This question already has answers here:
How do I find the index of the maximum value in the list using Applescript?
(2 answers)
Closed 3 years ago.
Basically I just need help with finding the max of this code.
set numberList to {3, 4, 5, 6, 7, 8, 9, 10}
set max to numberList
repeat with x in numberList
if x > max then set max to x
end repeat
display dialog max
The error that I am getting is:
"Can’t make {3, 4, 5, 6, 7, 8, 9, 10} into type number." number -1700 from {3, 4, 5, 6, 7, 8, 9, 10} to number
I'm glad #vadian went for the AppleScriptObjC method, because it allows me to geek out on doing it the vanilla AppleScript way, just like you tried (and came very close to achieving). Let me show you how close you were. Here's your script, where I'm just switching out an identifier because I like denoting a generic list of stuff by L, and will do this consistently in the various improvements that will follow on from this initial naive algorithm.

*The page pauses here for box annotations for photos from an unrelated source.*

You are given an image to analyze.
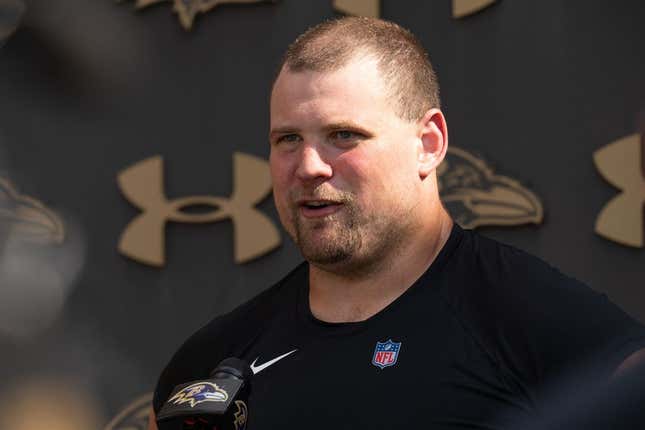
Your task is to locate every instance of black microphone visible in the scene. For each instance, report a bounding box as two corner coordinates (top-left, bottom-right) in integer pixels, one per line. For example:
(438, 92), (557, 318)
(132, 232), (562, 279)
(157, 357), (253, 430)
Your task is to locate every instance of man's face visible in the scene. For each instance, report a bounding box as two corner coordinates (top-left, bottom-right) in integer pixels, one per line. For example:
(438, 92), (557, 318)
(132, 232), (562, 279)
(270, 57), (421, 271)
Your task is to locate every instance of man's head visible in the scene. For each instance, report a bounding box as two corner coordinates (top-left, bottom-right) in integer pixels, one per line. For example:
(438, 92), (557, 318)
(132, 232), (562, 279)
(274, 17), (441, 121)
(270, 18), (447, 274)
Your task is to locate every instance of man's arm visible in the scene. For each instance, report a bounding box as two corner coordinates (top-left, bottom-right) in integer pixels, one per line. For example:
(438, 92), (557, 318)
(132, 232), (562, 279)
(148, 407), (159, 430)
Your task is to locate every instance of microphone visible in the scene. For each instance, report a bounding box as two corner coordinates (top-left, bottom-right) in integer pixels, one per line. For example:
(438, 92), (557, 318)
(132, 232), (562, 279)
(157, 357), (253, 430)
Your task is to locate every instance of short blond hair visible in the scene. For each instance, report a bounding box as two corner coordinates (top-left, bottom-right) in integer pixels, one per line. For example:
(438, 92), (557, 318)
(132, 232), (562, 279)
(274, 17), (441, 121)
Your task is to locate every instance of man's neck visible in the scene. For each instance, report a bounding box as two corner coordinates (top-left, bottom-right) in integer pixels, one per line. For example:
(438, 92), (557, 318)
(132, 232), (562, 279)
(309, 208), (452, 322)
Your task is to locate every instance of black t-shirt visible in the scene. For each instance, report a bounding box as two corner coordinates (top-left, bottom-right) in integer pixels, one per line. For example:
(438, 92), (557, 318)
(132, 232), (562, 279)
(153, 225), (645, 430)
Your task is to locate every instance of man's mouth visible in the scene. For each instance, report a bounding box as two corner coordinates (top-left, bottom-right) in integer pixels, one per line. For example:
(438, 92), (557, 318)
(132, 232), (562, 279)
(298, 200), (342, 218)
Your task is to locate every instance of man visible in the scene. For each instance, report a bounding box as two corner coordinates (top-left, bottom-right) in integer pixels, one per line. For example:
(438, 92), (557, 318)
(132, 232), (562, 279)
(150, 18), (645, 430)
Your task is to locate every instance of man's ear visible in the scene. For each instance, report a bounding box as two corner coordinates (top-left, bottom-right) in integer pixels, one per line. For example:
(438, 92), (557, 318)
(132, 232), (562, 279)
(417, 108), (448, 179)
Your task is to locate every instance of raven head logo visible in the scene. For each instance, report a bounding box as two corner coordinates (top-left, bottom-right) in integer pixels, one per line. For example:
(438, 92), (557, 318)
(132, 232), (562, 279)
(119, 0), (275, 30)
(166, 382), (228, 408)
(437, 147), (543, 228)
(0, 178), (65, 244)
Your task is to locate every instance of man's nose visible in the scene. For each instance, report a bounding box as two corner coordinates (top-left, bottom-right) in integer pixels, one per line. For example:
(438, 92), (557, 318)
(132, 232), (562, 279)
(296, 144), (332, 181)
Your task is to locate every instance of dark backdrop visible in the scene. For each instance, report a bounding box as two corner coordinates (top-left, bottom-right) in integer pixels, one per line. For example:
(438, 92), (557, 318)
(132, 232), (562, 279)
(0, 0), (645, 426)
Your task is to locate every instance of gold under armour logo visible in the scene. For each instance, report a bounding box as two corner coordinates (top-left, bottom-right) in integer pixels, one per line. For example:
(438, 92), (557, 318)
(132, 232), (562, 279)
(593, 133), (645, 248)
(117, 152), (280, 266)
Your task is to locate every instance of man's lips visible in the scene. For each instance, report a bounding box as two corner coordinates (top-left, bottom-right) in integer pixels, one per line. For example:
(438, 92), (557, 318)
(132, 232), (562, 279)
(298, 200), (342, 218)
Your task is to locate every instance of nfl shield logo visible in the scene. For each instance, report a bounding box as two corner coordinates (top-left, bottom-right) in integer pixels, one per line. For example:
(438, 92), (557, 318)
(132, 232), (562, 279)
(372, 339), (401, 369)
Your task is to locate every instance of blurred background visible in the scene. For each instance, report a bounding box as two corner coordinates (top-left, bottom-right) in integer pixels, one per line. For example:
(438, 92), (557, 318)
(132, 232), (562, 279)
(0, 0), (645, 430)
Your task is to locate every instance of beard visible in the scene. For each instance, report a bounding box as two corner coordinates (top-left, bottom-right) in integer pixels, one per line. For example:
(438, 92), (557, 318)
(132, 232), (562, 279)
(290, 189), (408, 275)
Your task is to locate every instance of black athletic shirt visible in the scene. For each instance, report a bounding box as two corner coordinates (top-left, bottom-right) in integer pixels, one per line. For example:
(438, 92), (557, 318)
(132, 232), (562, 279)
(153, 225), (645, 430)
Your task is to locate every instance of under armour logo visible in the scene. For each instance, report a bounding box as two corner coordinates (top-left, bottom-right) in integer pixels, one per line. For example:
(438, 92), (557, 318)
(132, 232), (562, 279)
(117, 152), (280, 266)
(593, 126), (645, 248)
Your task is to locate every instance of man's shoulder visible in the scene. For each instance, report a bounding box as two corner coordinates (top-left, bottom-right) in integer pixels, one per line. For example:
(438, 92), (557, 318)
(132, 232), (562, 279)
(446, 225), (579, 293)
(172, 263), (307, 352)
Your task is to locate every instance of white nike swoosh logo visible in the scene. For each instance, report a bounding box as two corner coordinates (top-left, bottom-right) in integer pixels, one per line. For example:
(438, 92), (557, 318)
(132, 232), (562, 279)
(251, 349), (297, 375)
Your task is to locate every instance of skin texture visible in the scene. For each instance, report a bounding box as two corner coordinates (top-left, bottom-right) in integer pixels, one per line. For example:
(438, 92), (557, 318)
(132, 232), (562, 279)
(148, 56), (645, 430)
(269, 55), (452, 322)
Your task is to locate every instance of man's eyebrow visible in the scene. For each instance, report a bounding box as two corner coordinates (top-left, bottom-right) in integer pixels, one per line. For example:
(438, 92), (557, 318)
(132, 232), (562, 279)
(324, 121), (372, 135)
(269, 126), (300, 138)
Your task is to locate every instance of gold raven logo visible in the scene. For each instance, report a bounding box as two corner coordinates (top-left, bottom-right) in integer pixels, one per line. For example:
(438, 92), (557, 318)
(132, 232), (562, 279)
(0, 178), (65, 244)
(119, 0), (275, 30)
(117, 148), (543, 267)
(117, 0), (497, 30)
(593, 133), (645, 248)
(104, 393), (152, 430)
(117, 152), (280, 266)
(438, 147), (543, 228)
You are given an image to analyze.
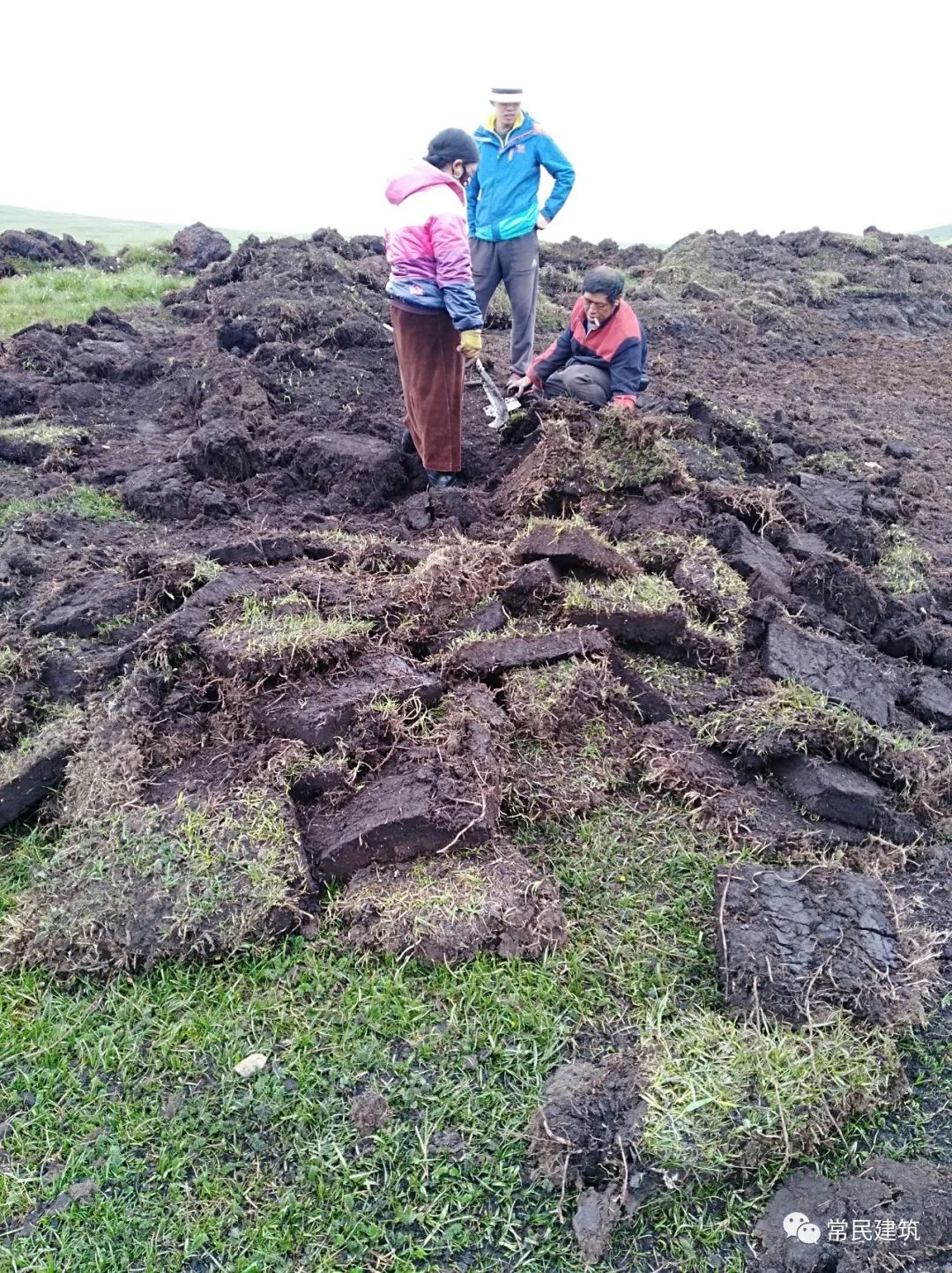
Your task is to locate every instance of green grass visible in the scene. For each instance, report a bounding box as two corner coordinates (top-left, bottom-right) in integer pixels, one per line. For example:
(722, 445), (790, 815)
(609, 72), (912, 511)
(877, 528), (930, 597)
(0, 204), (276, 252)
(0, 264), (190, 340)
(0, 800), (948, 1273)
(212, 592), (373, 656)
(0, 487), (126, 530)
(915, 226), (952, 247)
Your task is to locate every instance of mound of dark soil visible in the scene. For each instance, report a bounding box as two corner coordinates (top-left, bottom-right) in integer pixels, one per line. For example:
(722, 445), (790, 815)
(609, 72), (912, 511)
(340, 845), (567, 964)
(717, 864), (935, 1024)
(0, 230), (115, 277)
(754, 1158), (952, 1273)
(0, 213), (952, 1247)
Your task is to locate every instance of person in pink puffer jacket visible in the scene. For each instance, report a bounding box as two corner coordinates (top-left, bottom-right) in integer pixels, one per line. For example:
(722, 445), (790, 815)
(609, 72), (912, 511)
(384, 129), (482, 487)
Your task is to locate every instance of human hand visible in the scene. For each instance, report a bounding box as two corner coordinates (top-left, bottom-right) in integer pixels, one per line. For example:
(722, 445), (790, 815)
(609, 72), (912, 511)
(457, 327), (482, 363)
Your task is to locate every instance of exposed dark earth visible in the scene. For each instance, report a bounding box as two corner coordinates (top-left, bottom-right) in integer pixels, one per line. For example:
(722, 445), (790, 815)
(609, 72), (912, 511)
(0, 219), (952, 1273)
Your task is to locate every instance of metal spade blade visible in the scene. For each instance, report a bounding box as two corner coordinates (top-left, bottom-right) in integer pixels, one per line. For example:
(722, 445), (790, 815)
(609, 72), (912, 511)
(476, 358), (509, 429)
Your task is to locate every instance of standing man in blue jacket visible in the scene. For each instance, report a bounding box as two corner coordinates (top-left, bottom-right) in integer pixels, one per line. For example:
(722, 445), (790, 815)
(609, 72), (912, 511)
(465, 88), (576, 392)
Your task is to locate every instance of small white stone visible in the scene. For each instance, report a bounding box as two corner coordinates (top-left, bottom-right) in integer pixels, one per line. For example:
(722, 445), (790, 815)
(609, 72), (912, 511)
(234, 1052), (267, 1078)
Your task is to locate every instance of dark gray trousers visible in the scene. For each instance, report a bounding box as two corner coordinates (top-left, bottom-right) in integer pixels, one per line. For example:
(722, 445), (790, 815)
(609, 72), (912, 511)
(544, 363), (611, 406)
(470, 230), (539, 376)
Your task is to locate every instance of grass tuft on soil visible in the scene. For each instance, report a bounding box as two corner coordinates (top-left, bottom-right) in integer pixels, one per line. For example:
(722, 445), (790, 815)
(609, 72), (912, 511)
(878, 527), (930, 597)
(694, 681), (952, 806)
(502, 659), (637, 823)
(0, 262), (190, 340)
(642, 1009), (898, 1176)
(0, 487), (126, 530)
(0, 797), (941, 1273)
(212, 592), (373, 659)
(0, 785), (303, 975)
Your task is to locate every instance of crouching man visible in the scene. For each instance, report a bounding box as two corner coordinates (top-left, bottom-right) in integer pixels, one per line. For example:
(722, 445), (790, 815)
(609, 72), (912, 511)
(517, 264), (648, 407)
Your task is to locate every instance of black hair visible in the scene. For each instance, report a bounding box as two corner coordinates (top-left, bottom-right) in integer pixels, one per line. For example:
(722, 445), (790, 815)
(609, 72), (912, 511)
(425, 129), (480, 168)
(582, 264), (625, 301)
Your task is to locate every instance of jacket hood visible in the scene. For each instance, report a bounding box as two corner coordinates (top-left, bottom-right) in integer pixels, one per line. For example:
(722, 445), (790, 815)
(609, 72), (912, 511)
(387, 160), (465, 204)
(476, 111), (536, 138)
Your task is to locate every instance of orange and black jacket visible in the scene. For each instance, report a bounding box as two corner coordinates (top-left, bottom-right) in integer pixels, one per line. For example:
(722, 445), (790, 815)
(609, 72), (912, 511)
(530, 296), (648, 406)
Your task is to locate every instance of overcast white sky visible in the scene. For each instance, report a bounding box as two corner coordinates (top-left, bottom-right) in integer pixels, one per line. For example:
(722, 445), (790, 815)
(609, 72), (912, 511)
(0, 0), (952, 242)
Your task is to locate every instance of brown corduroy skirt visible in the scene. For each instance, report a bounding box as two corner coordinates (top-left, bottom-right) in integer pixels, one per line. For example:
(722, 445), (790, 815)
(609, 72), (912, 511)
(390, 306), (464, 473)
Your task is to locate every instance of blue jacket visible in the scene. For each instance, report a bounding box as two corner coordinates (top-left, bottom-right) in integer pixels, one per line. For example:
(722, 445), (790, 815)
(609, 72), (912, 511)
(465, 112), (576, 243)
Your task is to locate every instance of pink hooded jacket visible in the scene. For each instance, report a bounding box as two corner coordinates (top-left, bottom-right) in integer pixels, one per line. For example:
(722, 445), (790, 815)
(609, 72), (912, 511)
(384, 161), (482, 331)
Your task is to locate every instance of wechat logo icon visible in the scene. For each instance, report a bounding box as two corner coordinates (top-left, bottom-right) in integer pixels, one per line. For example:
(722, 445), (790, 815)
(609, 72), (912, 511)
(784, 1210), (820, 1247)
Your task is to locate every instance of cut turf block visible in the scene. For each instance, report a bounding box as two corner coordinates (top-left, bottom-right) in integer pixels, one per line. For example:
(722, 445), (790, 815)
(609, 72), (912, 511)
(299, 686), (507, 880)
(29, 574), (138, 636)
(752, 1158), (952, 1273)
(445, 628), (612, 677)
(709, 514), (789, 591)
(909, 672), (952, 731)
(513, 522), (634, 578)
(205, 534), (306, 565)
(788, 473), (866, 525)
(340, 845), (568, 964)
(303, 762), (499, 880)
(499, 557), (562, 614)
(295, 430), (406, 513)
(715, 863), (935, 1024)
(0, 723), (79, 826)
(777, 756), (923, 844)
(250, 654), (443, 748)
(762, 620), (896, 725)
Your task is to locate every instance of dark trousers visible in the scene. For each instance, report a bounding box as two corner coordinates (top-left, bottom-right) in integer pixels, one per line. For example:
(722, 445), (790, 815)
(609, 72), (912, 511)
(544, 363), (611, 406)
(470, 230), (539, 376)
(390, 306), (464, 473)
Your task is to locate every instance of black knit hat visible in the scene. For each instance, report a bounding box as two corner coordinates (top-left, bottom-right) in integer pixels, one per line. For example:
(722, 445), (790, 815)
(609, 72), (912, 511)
(427, 129), (480, 168)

Also, let's make the list a bit more interesting than a sequence of numbers with increasing size.
I've labelled problem lines with a number that refers to footnotes immediately following:
set L to {6, 3, 7, 9, 4, 10, 2, 10, 8, 2}
set max to L --(1)
repeat with x in L
if x > max then set max to x
end repeat
display dialog max --(2)
¹ Setting max to the initial list, L is an idea we'll look at later, but won't work here because it's not possible to compare a number to a list of numbers and tell me which of the two has a greater numeric value ? Therefore, you want your initial value of max to be a number, but it can't be a number that is, itself, greater than the maximum value contained by your list, which is why the common mistake of thinking 0 is a suitable initial value will catch you out (consider a list of negative numbers): the only set of values that I could not create a list (of any length) that guarantees this algorithm to return the incorrect result is any subset of whatever list the algorithm operates upon. In other words, choose any value from the list L.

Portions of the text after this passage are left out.